Als vijfde zintuig wordt meestal genoemd het gevoel, dat zetelt in de huid; dit gevoel dient wel onderscheiden te worden van het gevoel als gemoedsaandoening. Met onze huid kunnen we waarnemen: aanraking (en druk), pijn, en kou en warmte.
Bij nauwkeurig onderzoek blijkt, dat we met één punt van onze huid maar één van deze waarnemingen kunnen doen. Zoodoende kan de oppervlakte van onze huid verdeeld worden in zeer kleine velden (als een dambord); deze velden zijn zeer klein (puntvormig) op een plaats waar de huid zeer gevoelig is, b.v. top van de vingers, en elders veel grooter b.v. op den rug.
Men spreekt nu van tastpunten, pijnpunten, en kou- en warmtepunten. Deze punten zijn ongelijk verdeeld over de oppervlakte van ons lichaam: aan de toppen der vingers vindt men veel tastpunten, daarom kunnen we daarmee zoo goed tasten; terwijl op den rug van de hand meer kou- en warmtepunten aanwezig zijn, daarom kunnen we temperatuurverschillen het best waarnemen met den rug van de hand, beter dan met den top van den vinger.

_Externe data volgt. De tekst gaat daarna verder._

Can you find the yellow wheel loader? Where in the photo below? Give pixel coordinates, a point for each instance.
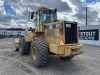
(50, 36)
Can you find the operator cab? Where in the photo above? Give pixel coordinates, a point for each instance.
(44, 15)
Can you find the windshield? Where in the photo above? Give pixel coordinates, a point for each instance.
(49, 16)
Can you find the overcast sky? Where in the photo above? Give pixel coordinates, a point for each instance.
(16, 12)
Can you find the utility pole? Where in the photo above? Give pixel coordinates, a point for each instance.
(86, 15)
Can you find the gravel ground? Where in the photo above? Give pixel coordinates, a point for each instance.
(12, 63)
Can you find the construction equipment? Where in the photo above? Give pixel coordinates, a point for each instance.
(50, 36)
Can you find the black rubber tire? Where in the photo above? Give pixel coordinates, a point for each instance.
(42, 53)
(66, 58)
(23, 47)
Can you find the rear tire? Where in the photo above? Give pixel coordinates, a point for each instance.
(66, 58)
(39, 53)
(23, 46)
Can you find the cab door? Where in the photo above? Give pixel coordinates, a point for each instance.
(39, 27)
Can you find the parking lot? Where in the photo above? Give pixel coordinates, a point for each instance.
(12, 63)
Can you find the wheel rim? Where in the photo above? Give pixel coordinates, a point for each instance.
(34, 53)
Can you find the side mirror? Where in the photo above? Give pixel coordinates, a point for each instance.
(32, 15)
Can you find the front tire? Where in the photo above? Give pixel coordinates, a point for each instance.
(39, 53)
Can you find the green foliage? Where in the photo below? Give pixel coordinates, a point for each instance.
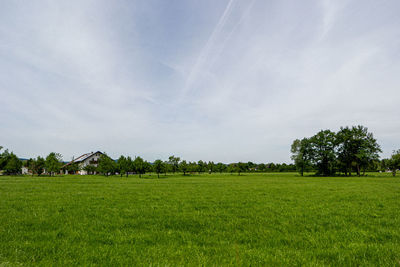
(328, 151)
(139, 166)
(323, 152)
(201, 166)
(240, 167)
(174, 163)
(183, 167)
(53, 163)
(37, 166)
(90, 169)
(211, 167)
(13, 164)
(159, 167)
(106, 165)
(123, 166)
(74, 167)
(277, 219)
(393, 163)
(4, 157)
(356, 146)
(301, 150)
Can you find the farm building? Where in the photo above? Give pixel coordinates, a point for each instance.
(88, 159)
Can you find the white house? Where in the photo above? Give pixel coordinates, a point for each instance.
(85, 160)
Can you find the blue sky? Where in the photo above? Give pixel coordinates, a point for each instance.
(227, 80)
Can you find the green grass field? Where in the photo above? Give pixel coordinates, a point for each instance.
(252, 219)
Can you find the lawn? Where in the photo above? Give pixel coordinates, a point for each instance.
(252, 219)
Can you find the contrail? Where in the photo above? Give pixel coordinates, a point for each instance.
(243, 17)
(206, 49)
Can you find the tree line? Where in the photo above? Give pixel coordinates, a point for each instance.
(350, 150)
(125, 165)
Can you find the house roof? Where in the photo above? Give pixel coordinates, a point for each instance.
(82, 157)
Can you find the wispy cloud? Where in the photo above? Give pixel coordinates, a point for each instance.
(224, 81)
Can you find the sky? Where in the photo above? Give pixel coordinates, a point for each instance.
(226, 80)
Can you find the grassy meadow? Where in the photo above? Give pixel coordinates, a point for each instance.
(252, 219)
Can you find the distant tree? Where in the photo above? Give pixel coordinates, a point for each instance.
(211, 167)
(140, 166)
(356, 146)
(131, 167)
(174, 163)
(53, 163)
(74, 167)
(106, 165)
(183, 166)
(261, 167)
(192, 167)
(394, 162)
(13, 165)
(323, 152)
(38, 165)
(159, 167)
(240, 167)
(4, 157)
(90, 169)
(123, 166)
(148, 167)
(301, 150)
(220, 167)
(201, 166)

Al deze waarnemingen doen we met behulp van z.g. gevoels- of sensibele zenuwen, waarvan tallooze fijne takjes in de huid beginnen. Deze sensibele zenuwen loopen alle naar het centraal zenuwstelsel, brengen alle prikkels uit de huid ten slotte over naar de hersenen, waar ze tot bewustzijn komen in onze ziel.